The Government needs to add new funding to the NHS budget now or it will enter a major crisis, an influential think-tank has warned.

In a new report, out today (1 May), King’s Fund researchers concluded that despite significant savings achieved under the QIPP programme – which aims to make savings of £20bn by 2015 – the NHS will soon run out of money.

And neither the Government nor the Labour Party can afford to wait until after the next general election to broach the topic of increasing the health budget, the report warned, especially with the new integrated care fund set to slice a further £1.8bn off the health budget from April 2015.

The report said: ‘There is growing evidence of financial pressures building in the NHS this year; 2015/16 has been cited as a possible financial ‘cliff edge’ as providers plan to cut emergency and other elective work as part of the opportunity cost of diverting a further £1.8 billion of NHS allocations to consolidate the £3.8 billion Better Care Fund.’

‘On its current trajectory, the health and social care system in England is rapidly heading towards a major crisis.’

But instead of just adding new money across the board, the Government should use it as a ‘transformational fund’, the King’s Fund said, ‘including to establish integrated health and social care teams in the community that would work closely with general practices to support people in their homes and over time reduce inappropriate use of hospital services’.

‘The NHS and social care need more money to make the transition to a more sustainable footing. This should be an explicit and upfront investment to enable services to invest in new models in primary and community settings and to help the hospital sector make the concomitant transition,’ the report said.

However despite the call for new money, the King’s Fund said there is still scope to improve efficiency in the NHS and these efforts should be ‘re-doubled’. This should include measures such as GP triaging in A&E departments, GPs providing more telephone consultations and GPs directly sharing patient records with other parts of the health and care service being spread throughout the NHS, the report suggested.

John Appleby, chief economist at the King’s Fund and lead author of the report, said: ‘There is still scope to improve efficiency in the health service, and efforts to release savings should be re-doubled. However, it is now a question of when, not if, the NHS runs out of money.’

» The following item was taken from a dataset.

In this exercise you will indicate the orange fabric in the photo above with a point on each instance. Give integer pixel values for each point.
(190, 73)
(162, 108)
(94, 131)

‘Without significant additional funding, this will lead to rising waiting times, cuts in staff and deteriorating quality of care. It is essential that politicians from all parties are honest about the scale of the financial pressures facing the NHS and initiate a public debate about the long-term sustainability of the health and social care system before, not after, the general election.’

Commenting on the report, a Department of Health spokesperson said: ‘The difficult economic decisions this Government has taken have meant we have been able to protect the NHS budget and as a result the NHS is performing well despite rapidly rising demand.’

‘To ensure the NHS is sustainable in the long-term we need to continue to invest more in out of hospital care, make better use of technology and innovation while never compromising on the quality of care.’

Earlier this year, an influential group of MPs also warned that the QIPP programme was not enough for the NHS to remain sustainable.